One-ended spanning trees and definable combinatorics

TL;DR

This paper proves the existence of Borel one-ended spanning trees in certain graphs on Polish spaces, extending previous measure-preserving results to more general settings and applications.

Contribution

It generalizes the existence of Borel one-ended spanning trees to non-measure-preserving contexts and applies this to orientations and perfect matchings in graphs.

Findings

Borel one-ended spanning trees exist generically in certain graphs.

Results extend to graphs induced by amenable groups and polynomial growth groups.

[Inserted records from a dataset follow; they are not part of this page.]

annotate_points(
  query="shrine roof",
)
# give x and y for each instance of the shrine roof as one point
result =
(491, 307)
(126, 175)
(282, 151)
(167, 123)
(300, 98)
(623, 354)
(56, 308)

Baire measurable perfect matchings exist in bipartite regular graphs.

Abstract

Let $(X,\tau)$ be a Polish space with Borel probability measure $\mu,$ and $G$ a locally finite one-ended Borel graph on $X.$ We show that $G$ admits a Borel one-ended spanning tree generically. If $G$ is induced by a free Borel action of an amenable (resp., polynomial growth) group then we show the same result $\mu$-a.e. (resp., everywhere). Our results generalize recent work of Tim\'ar, as well as of Conley, Gaboriau, Marks, and Tucker-Drob, who proved this in the probability measure preserving setting. We apply our theorem to find Borel orientations in even degree graphs and measurable and Baire measurable perfect matchings in regular bipartite graphs, refining theorems that were previously only known to hold for measure preserving graphs. In particular, we prove that bipartite one-ended $d$-regular Borel graphs admit Baire measurable perfect matchings.